The British Retail Consortium (BRC) said customers would benefit from cut price offers on electrical, beauty and clothing ranges, while spending was set to outstrip last year. But it warned that the coming year would be “challenging” for retailers.

In its “Festive FAQs” newsletter, it said that negative inflation, which was at -1.7 per cent in October, the 42nd consecutive month of deflation, would force retailers to slash prices even further in the last few days before Christmas.

However, the BRC said that Christmas Day itself had become a key shopping day due to e-commerce, social media and rocketing ownership of smartphones and tablets with which to order goods.

David Lonsdale, director of the Scottish Retail Consortium, said: “The weeks leading up to Christmas are the most important trading period in the year for many retailers, with December accounting for 12 per cent of all retail spending in the UK last year.

“The next few days will be particularly busy with gift-related shopping, while the focus in the final days before Christmas Day itself will largely be on festive fare.

“Last year shoppers spent £42 billion in December in the run up to Christmas Day.
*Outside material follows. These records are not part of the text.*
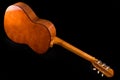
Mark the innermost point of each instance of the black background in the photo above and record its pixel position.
(115, 4)
(82, 24)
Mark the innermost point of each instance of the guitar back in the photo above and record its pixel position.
(23, 26)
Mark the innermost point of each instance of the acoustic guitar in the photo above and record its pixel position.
(23, 26)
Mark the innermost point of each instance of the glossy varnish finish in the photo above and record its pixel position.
(23, 26)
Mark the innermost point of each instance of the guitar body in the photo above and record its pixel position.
(24, 27)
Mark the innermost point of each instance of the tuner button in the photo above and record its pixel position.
(99, 62)
(98, 72)
(107, 67)
(102, 75)
(103, 65)
(94, 69)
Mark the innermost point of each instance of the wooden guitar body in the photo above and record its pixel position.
(23, 26)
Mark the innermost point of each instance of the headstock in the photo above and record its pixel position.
(103, 68)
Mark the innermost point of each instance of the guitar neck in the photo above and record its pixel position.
(73, 49)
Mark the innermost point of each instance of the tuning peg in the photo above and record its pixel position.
(94, 69)
(102, 75)
(103, 64)
(107, 67)
(98, 72)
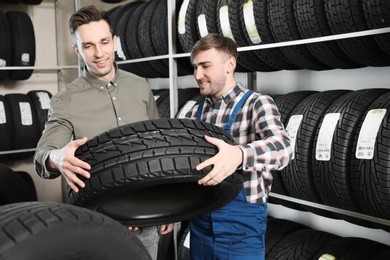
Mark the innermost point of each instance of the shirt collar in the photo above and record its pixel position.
(97, 83)
(228, 95)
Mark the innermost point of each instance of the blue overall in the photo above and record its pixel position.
(234, 232)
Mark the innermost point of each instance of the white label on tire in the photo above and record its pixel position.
(181, 23)
(3, 118)
(292, 130)
(44, 100)
(25, 58)
(187, 106)
(224, 21)
(25, 113)
(325, 136)
(187, 241)
(250, 24)
(119, 50)
(202, 25)
(368, 132)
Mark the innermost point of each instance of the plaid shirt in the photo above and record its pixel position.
(258, 132)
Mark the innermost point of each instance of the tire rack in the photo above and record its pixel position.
(173, 84)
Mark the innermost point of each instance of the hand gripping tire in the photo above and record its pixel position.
(56, 231)
(144, 173)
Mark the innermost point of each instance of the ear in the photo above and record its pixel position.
(114, 39)
(231, 65)
(76, 50)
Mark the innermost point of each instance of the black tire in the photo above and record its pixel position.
(332, 176)
(15, 187)
(55, 231)
(302, 244)
(119, 17)
(144, 173)
(351, 248)
(183, 252)
(30, 190)
(273, 57)
(248, 59)
(284, 28)
(133, 43)
(187, 30)
(347, 16)
(277, 229)
(5, 45)
(376, 14)
(207, 9)
(6, 129)
(23, 42)
(371, 177)
(286, 104)
(41, 102)
(311, 22)
(297, 176)
(24, 123)
(145, 27)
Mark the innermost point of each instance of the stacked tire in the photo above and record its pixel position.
(340, 140)
(22, 120)
(17, 47)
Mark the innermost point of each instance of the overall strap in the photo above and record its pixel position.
(228, 125)
(238, 106)
(199, 112)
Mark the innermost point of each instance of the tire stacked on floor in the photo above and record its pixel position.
(285, 240)
(49, 230)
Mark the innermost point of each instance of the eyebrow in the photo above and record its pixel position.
(103, 39)
(201, 63)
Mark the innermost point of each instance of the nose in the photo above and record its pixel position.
(98, 51)
(198, 73)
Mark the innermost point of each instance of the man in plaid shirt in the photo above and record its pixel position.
(236, 231)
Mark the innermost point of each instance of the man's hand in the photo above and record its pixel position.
(164, 229)
(64, 161)
(225, 162)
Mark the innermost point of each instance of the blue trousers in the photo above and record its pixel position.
(234, 232)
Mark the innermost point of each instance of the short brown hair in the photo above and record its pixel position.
(86, 15)
(219, 42)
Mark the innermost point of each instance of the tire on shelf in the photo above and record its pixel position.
(41, 102)
(297, 176)
(286, 104)
(346, 17)
(15, 186)
(300, 244)
(350, 248)
(144, 173)
(273, 56)
(332, 169)
(25, 124)
(187, 32)
(376, 14)
(50, 230)
(5, 45)
(277, 229)
(6, 128)
(371, 177)
(284, 28)
(311, 22)
(23, 42)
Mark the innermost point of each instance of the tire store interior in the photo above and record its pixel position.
(326, 63)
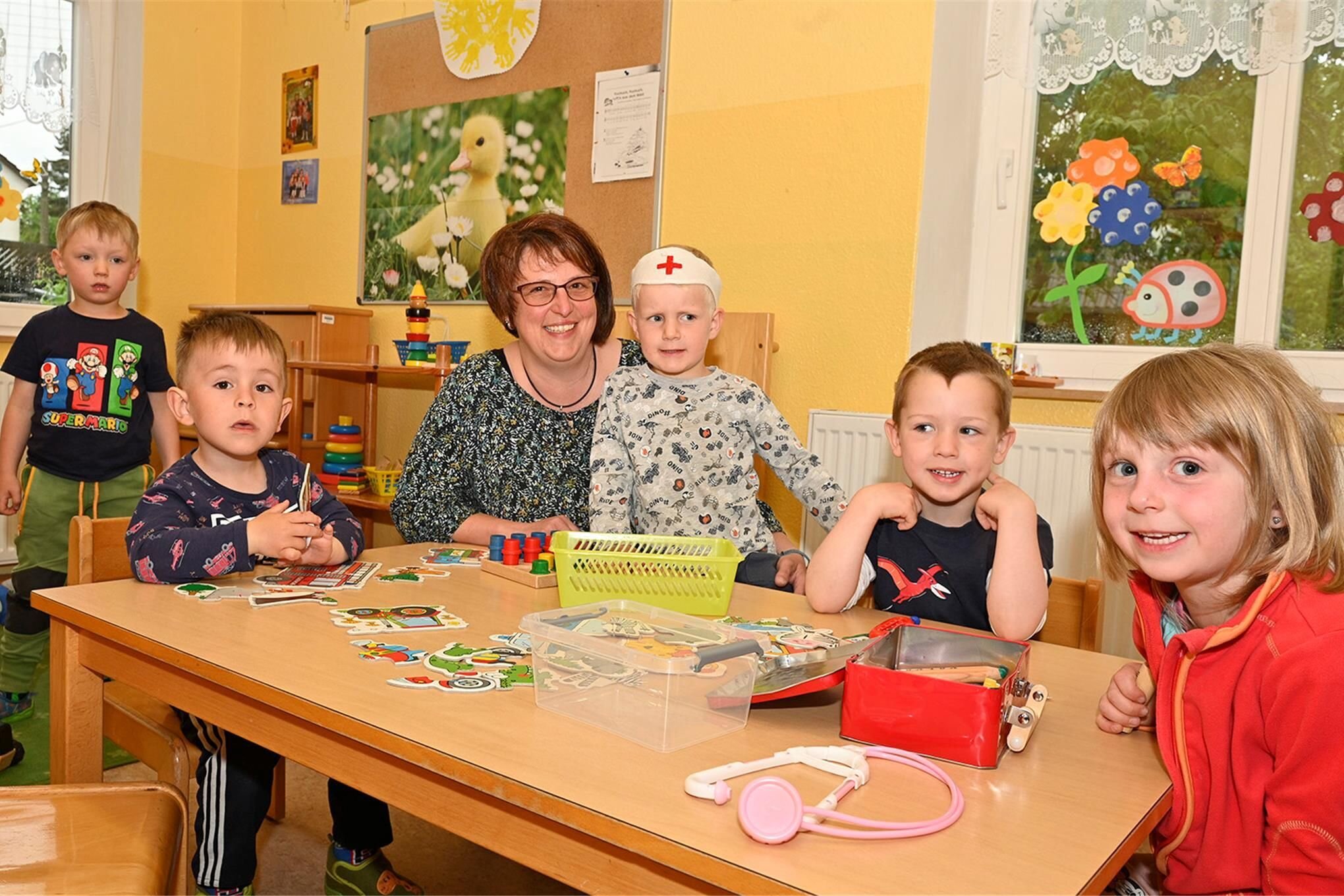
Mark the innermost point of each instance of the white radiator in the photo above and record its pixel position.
(1051, 464)
(7, 553)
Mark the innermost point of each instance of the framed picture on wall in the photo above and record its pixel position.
(298, 182)
(298, 109)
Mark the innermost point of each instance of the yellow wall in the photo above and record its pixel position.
(793, 163)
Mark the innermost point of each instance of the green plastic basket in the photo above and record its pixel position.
(686, 574)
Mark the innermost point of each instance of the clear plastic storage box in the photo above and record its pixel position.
(661, 679)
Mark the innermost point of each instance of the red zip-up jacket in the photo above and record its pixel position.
(1250, 721)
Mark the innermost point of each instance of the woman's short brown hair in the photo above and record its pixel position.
(550, 238)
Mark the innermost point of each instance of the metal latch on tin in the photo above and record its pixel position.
(1023, 717)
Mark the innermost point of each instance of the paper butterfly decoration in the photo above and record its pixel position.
(1179, 173)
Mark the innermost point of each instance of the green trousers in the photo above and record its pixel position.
(43, 542)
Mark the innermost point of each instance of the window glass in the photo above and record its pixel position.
(1312, 314)
(1138, 204)
(36, 115)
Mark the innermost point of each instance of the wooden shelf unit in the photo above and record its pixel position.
(301, 371)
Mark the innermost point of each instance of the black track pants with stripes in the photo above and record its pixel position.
(234, 779)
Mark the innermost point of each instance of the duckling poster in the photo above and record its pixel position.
(440, 181)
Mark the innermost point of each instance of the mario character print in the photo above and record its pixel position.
(125, 359)
(88, 374)
(51, 381)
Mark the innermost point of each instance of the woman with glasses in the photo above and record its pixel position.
(505, 448)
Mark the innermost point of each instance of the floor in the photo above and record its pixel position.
(292, 853)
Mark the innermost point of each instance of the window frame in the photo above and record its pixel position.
(107, 51)
(1001, 226)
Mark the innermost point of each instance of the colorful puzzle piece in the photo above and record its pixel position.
(412, 574)
(287, 597)
(324, 578)
(519, 640)
(453, 557)
(401, 655)
(378, 619)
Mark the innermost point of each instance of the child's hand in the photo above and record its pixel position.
(792, 570)
(891, 501)
(11, 495)
(553, 524)
(1001, 499)
(283, 535)
(324, 549)
(1124, 704)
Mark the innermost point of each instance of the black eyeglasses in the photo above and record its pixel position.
(580, 289)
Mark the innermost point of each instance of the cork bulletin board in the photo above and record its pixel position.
(574, 41)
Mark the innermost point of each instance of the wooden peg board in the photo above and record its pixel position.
(519, 574)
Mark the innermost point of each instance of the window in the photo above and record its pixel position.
(36, 121)
(1147, 183)
(96, 99)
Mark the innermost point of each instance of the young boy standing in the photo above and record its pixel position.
(211, 513)
(86, 420)
(943, 547)
(675, 438)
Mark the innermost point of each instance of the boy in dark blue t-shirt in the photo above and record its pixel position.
(944, 547)
(90, 382)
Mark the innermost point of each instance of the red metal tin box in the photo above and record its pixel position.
(886, 703)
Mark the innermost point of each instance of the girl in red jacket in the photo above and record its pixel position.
(1217, 486)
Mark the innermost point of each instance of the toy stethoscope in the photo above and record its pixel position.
(771, 812)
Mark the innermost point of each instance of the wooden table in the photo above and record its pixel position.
(576, 802)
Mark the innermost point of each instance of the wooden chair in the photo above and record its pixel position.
(140, 725)
(93, 839)
(744, 346)
(1073, 614)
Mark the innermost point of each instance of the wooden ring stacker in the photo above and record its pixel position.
(1147, 685)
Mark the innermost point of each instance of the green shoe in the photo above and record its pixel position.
(370, 878)
(15, 707)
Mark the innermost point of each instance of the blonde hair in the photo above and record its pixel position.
(951, 360)
(105, 219)
(709, 293)
(245, 332)
(1249, 405)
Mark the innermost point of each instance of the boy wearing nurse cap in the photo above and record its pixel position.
(675, 438)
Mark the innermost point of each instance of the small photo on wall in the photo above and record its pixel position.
(298, 182)
(298, 109)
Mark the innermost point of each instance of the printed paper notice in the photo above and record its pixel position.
(625, 124)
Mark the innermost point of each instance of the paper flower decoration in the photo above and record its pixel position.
(1324, 211)
(1104, 163)
(1063, 213)
(1125, 215)
(10, 200)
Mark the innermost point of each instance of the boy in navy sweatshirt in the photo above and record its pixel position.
(211, 513)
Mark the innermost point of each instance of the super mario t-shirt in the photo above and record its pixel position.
(90, 416)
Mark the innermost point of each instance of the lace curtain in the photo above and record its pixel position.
(1070, 41)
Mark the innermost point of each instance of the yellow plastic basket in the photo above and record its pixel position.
(686, 574)
(383, 481)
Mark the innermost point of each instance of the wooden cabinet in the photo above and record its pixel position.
(327, 333)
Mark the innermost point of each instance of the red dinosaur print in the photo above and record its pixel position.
(909, 590)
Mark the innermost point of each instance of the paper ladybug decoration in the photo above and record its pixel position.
(1178, 296)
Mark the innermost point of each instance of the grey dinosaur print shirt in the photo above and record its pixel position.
(674, 457)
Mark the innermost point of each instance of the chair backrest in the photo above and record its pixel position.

With shop price inflation low and average pay growth still continuing to outstrip inflation, consumers are set to benefit from some great deals on items such as clothing, beauty products, electrical goods, home entertainment and seasonal fare.

“Our surveys show that online retail sales are growing annually by 11 per cent. Those retailers with a strong multichannel offer – meaning customers can shop in-store, at home and on the move – will be best placed to capitalise on this crucial shopping period for the industry.”

The organisation added that 2017 was likely to see a number of retail chains fall into the hands of administrators as cost pressures build in the supply chain and impact on companies’ bottom lines.